AoD has varying presentation, and it is described as deceptive and dangerous. It is reported as rare, and most cases are discovered during autopsies. Dissection of the aorta begins with a tear in the intimal layer. This tear permits blood to enter the aortic wall, creating an intramural hematoma that is progressing distally in the aorta. A common site for the initiation of an intimal tear is at the proximal portion of the ascending aorta due to the thrust of blood ejecting from the LV. Upon intimal disruption, blood enters the media permitting dissection. Most patients with AoD have hypertension (80%). [4],[5] The index case was diagnosed hypertensive 2 years prior to presentation. Physical effort or emotional stress elevating pulse pressure is a common trigger of acute AoD, [6] in the index case, acute AoD was triggered by physical exertion during sexual intercourse.

Because a dissection of the aorta has high morbidity and mortality, its protean symptoms must be appreciated. The symptoms may be secondary to the involvement of branch vessels or adjacent structures by the expanding aneurysm. The symptoms and signs may include abrupt chest pain, abdominal pain, back pain, acute myocardial infarction, intra-abdominal disorders and peripheral arterial occlusion disease. [7],[8],[9],[10],[11],[12],[13],[14] In the present case, AoD was not considered at first presentation because of the rarity of this disease entity in our country and the low index of suspicion despite the fact that the patient presented with crushing chest pain and inferior myocardial infarction changes on ECG.

Dissection of the thoracic aorta has been classified anatomically by 2 different methods. The more commonly used system is the Stanford classification, [15] which is based on the involvement of the ascending aorta and simplifies the DeBakey classification. [16] The Stanford classification divides dissections into 2 types: Type A and type B. Type A involves the ascending aorta (DeBakey types I and II), while type B does not (DeBakey type III). This system helps to delineate treatment. Usually, type A dissections require surgery, while type B dissections may be managed medically under most conditions.

The DeBakey classification divides dissections into 3 types, as follows:

  • Type I involves the ascending aorta, aortic arch, and descending aorta
  • Type II is confined to the ascending aorta
  • Type III is confined to the descending aorta distal to the left subclavian artery

Type IIIa originates distal to the left subclavian artery, but extend proximally and distally above the diaphragm.

Type IIIb dissections that originate distal to the left subclavian artery, extend only distally, and may extend below the diaphragm.

Studies have shown that chest X-ray is not helpful in distinguishing between myocardial infarction and AoD, [7],[17] as seen in our patient.
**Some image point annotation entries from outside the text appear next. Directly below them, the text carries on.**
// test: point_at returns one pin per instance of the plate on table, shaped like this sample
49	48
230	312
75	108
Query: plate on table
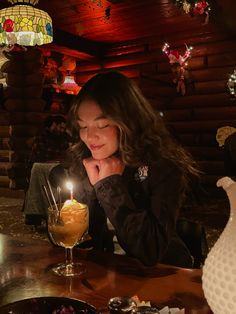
48	305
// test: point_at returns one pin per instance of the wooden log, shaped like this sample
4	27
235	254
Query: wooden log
218	113
33	104
4	181
18	183
215	167
4	167
17	171
35	79
31	54
160	91
192	101
4	143
20	156
4	131
24	130
23	92
16	143
83	77
200	126
213	48
206	153
177	115
210	74
27	67
197	139
210	87
5	155
222	59
4	118
203	37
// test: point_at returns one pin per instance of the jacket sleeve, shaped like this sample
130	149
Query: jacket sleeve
143	233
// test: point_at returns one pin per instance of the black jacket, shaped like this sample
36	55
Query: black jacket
143	206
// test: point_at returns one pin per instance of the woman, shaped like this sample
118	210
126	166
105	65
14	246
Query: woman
129	171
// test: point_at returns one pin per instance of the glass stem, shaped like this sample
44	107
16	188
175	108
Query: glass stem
69	260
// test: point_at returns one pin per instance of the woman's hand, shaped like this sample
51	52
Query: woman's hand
100	169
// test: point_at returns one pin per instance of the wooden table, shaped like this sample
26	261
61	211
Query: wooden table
24	273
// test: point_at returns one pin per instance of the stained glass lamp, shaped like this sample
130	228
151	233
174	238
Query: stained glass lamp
25	25
69	86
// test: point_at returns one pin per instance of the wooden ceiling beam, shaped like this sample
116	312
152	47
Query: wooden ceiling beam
79	44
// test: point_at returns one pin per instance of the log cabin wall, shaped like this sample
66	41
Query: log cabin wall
193	119
21	115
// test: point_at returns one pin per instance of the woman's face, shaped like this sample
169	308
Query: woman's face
100	134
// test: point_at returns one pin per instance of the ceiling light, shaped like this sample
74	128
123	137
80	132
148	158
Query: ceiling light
69	86
25	25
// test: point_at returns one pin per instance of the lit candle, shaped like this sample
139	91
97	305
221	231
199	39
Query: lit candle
69	186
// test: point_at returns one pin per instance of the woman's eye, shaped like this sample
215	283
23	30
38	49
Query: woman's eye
103	126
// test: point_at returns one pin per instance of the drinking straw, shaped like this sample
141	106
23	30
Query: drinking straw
52	195
47	196
59	197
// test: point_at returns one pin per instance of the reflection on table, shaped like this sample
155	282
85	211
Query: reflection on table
24	273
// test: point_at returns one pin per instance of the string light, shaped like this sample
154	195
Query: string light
231	84
178	64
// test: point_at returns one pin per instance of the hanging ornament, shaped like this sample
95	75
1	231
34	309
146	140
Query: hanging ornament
231	84
186	7
195	7
179	64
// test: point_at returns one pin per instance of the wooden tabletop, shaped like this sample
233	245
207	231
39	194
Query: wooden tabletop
24	273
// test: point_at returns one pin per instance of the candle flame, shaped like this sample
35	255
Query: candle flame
69	185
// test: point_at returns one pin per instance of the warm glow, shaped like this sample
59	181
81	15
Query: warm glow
25	25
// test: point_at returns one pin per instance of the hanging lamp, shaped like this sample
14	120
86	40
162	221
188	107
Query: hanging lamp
25	25
69	86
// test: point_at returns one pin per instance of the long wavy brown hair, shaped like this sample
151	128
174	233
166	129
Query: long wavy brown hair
143	135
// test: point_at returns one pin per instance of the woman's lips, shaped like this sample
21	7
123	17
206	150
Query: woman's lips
95	147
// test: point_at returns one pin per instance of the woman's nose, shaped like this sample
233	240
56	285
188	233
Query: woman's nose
91	133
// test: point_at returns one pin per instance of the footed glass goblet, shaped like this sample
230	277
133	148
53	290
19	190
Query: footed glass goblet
66	228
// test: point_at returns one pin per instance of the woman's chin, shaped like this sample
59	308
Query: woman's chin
99	156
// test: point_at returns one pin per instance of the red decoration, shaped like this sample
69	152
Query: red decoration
8	25
178	64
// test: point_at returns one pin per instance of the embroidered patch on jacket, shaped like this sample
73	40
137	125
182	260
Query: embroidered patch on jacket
141	174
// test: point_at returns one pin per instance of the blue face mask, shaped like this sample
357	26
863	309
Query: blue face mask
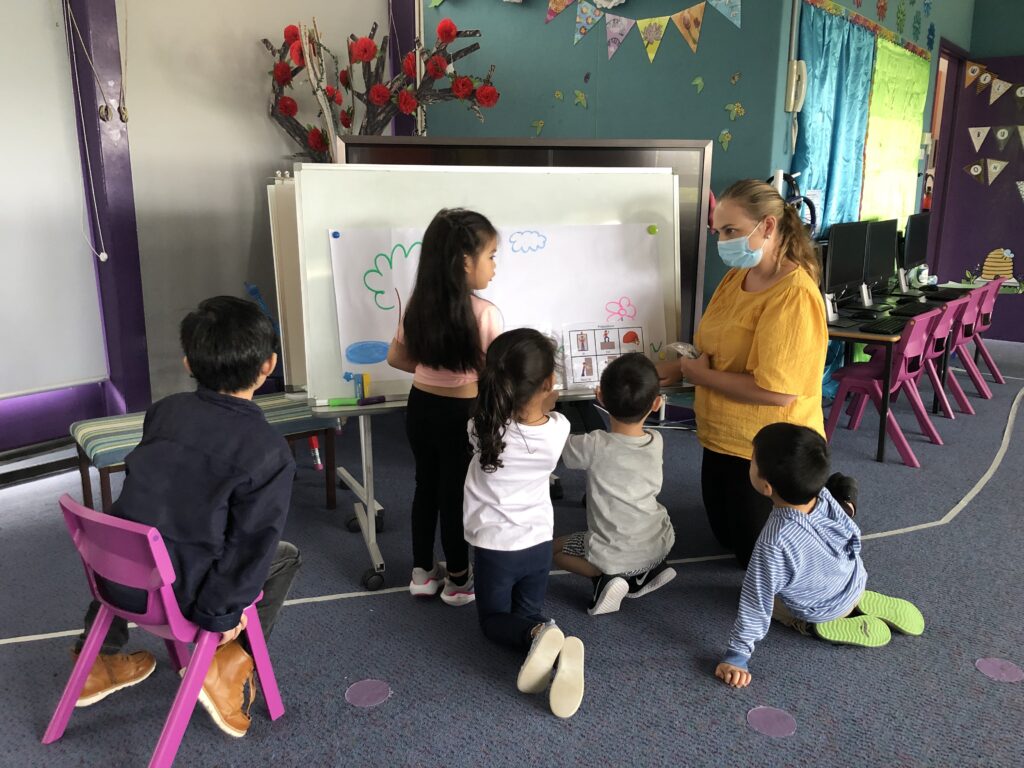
737	252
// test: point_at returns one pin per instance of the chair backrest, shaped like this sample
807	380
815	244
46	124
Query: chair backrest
132	555
988	304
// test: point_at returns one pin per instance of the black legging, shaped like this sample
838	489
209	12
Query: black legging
735	511
436	429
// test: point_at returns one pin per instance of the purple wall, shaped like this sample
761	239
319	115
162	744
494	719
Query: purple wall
972	218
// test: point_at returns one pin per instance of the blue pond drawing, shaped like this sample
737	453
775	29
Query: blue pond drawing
367	352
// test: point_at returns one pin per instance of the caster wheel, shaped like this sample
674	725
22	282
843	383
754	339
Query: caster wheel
372	580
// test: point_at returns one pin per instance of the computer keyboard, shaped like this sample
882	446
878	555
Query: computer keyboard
886	326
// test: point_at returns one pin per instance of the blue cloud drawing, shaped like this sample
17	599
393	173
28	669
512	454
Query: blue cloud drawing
527	241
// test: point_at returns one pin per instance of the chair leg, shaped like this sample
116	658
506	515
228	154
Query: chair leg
972	371
79	675
257	643
184	701
987	356
922	413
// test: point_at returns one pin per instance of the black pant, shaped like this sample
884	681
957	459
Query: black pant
510	590
436	429
736	512
285	565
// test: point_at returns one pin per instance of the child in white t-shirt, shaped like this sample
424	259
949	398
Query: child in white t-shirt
507	512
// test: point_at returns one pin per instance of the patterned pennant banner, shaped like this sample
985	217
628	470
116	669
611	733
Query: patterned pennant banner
557	6
998	88
728	8
971	73
994	168
689	23
616	28
984	80
976	172
587	15
1003	135
978	136
651	33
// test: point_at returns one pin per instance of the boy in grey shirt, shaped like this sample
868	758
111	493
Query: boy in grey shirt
629	534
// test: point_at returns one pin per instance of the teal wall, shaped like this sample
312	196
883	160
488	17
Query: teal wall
998	29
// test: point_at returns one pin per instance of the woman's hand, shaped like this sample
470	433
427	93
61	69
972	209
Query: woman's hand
669	373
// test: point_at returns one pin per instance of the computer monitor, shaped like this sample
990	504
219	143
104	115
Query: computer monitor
880	261
914	242
845	257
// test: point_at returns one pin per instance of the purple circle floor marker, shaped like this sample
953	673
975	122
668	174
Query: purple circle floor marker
771	722
368	692
999	670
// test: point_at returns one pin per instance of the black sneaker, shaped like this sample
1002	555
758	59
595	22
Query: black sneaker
844	489
644	584
608	594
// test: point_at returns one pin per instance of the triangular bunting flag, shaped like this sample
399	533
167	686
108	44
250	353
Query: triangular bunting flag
587	15
984	80
689	23
978	136
970	74
976	172
998	88
557	6
994	168
1003	135
651	33
616	28
728	8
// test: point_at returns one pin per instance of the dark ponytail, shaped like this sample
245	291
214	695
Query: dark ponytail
440	327
518	364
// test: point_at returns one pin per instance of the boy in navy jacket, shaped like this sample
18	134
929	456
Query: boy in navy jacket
216	480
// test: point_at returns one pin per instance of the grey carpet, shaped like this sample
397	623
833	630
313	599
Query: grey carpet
650	695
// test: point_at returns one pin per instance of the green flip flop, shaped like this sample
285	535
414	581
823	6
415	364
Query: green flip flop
902	615
867	632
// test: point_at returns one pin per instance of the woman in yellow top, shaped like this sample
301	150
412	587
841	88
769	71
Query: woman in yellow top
763	341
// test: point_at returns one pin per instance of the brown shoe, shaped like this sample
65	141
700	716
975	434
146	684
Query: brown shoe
223	692
112	672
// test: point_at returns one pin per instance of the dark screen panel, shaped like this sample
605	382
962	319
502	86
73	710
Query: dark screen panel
690	161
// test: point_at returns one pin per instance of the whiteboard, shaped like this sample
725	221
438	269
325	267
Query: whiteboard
403	199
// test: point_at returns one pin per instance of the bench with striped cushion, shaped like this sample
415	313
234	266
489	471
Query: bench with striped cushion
105	442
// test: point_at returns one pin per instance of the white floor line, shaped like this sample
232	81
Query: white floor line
944	520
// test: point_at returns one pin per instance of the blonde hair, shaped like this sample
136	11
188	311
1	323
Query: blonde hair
759	200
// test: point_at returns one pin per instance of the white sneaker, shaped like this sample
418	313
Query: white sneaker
427	583
459	594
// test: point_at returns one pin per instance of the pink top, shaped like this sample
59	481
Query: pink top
488	320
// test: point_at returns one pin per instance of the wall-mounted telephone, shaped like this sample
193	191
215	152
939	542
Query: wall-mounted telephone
796	86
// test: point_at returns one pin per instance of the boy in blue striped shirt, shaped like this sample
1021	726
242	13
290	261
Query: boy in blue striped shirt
806	570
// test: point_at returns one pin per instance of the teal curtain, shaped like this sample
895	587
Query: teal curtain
829	153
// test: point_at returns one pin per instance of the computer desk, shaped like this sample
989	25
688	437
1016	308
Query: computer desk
888	342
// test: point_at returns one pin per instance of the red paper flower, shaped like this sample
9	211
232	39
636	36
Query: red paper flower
446	31
407	102
436	67
462	87
409	65
486	96
315	140
379	95
288	107
364	49
282	73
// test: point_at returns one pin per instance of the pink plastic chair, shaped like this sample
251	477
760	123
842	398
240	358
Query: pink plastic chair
864	380
984	323
963	333
134	555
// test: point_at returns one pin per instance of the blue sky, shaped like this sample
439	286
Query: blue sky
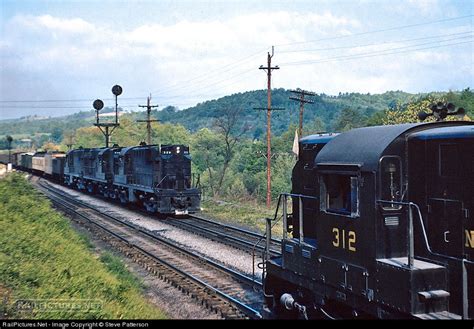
185	52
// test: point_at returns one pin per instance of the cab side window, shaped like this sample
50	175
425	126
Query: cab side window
340	195
391	182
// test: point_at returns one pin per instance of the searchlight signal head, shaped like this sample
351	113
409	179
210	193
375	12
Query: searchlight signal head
441	110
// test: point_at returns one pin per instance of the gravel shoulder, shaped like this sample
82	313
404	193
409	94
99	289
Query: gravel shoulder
226	255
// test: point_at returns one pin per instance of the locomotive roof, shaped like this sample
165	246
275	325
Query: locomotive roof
445	133
318	138
361	146
365	146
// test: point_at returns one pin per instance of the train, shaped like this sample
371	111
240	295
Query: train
155	177
378	224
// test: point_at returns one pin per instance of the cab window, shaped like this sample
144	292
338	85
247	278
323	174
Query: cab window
340	195
390	182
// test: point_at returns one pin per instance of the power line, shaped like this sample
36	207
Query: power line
209	74
148	120
376	31
375	44
302	101
375	54
268	69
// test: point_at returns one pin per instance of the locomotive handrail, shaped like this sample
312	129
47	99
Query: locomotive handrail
425	236
161	181
268	231
428	247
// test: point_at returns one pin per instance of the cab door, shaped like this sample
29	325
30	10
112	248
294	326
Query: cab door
445	226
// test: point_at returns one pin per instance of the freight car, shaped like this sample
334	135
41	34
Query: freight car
378	225
158	178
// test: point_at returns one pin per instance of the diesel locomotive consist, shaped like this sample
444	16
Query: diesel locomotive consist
379	224
157	177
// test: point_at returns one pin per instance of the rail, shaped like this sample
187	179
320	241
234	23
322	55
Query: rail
245	309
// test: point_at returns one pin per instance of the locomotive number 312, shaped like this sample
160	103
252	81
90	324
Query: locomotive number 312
343	239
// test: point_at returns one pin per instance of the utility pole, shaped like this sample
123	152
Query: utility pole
148	119
269	69
302	101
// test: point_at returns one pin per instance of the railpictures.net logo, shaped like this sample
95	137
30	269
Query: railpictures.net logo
55	305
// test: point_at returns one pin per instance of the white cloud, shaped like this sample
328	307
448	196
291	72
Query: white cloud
79	59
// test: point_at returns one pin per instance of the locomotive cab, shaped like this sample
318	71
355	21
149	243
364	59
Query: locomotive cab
356	245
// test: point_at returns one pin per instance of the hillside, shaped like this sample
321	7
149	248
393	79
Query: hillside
323	115
325	108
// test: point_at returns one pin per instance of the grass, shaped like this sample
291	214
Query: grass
246	213
43	258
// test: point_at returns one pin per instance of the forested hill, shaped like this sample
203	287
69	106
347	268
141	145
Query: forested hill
324	114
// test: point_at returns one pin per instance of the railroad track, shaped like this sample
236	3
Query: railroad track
242	239
231	235
221	289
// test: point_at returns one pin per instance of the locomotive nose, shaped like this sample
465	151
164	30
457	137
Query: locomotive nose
180	202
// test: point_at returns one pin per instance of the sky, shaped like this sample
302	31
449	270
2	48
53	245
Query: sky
57	57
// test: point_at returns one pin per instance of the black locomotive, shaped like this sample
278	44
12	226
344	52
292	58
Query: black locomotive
157	177
379	224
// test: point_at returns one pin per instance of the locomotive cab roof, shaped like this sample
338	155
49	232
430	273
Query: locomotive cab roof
322	138
363	147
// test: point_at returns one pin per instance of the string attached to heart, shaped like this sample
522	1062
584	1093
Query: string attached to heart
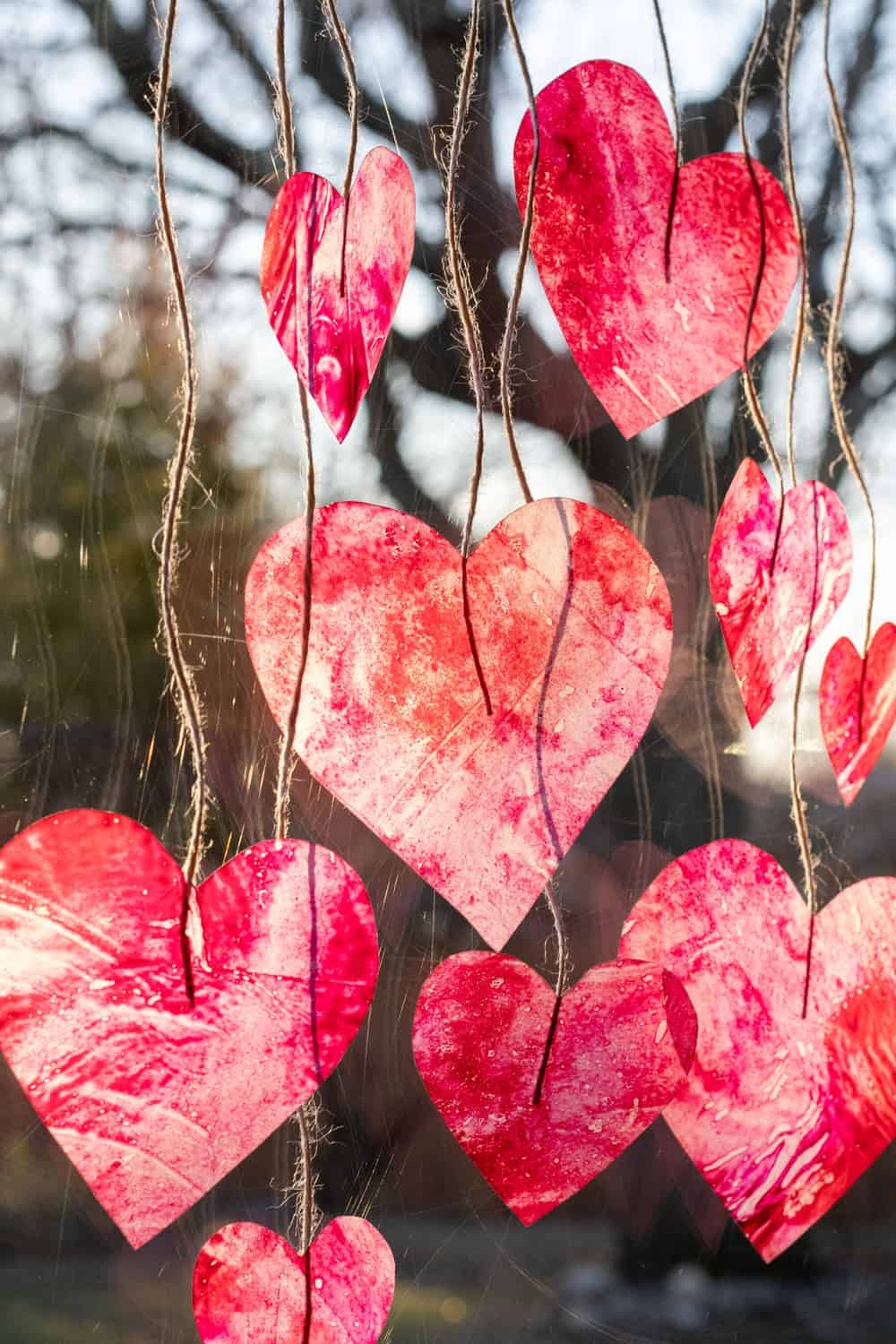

Computed tomographic scan, [18],[19] magnetic resonance imaging, [20] and transoesophageal echocardiography [21],[22] are all validated and sensitive non-invasive procedures that are capable of confirming the diagnosis in over 90% of cases. Computed tomographic angiography was used to confirm diagnosis in the index case. These imaging modalities are used in preference to aortography because of their non-invasiveness, speed, and ease of use. However, the most important thing is to maintain a high index of suspicion, which is a vital lesson learnt in our patient. If a patient with a history of hypertension, presents with an acute and severe symptoms or signs suggestive of vascular origin, particularly if they include chest pain, then AoD should be considered and appropriate investigation and management should be pursued.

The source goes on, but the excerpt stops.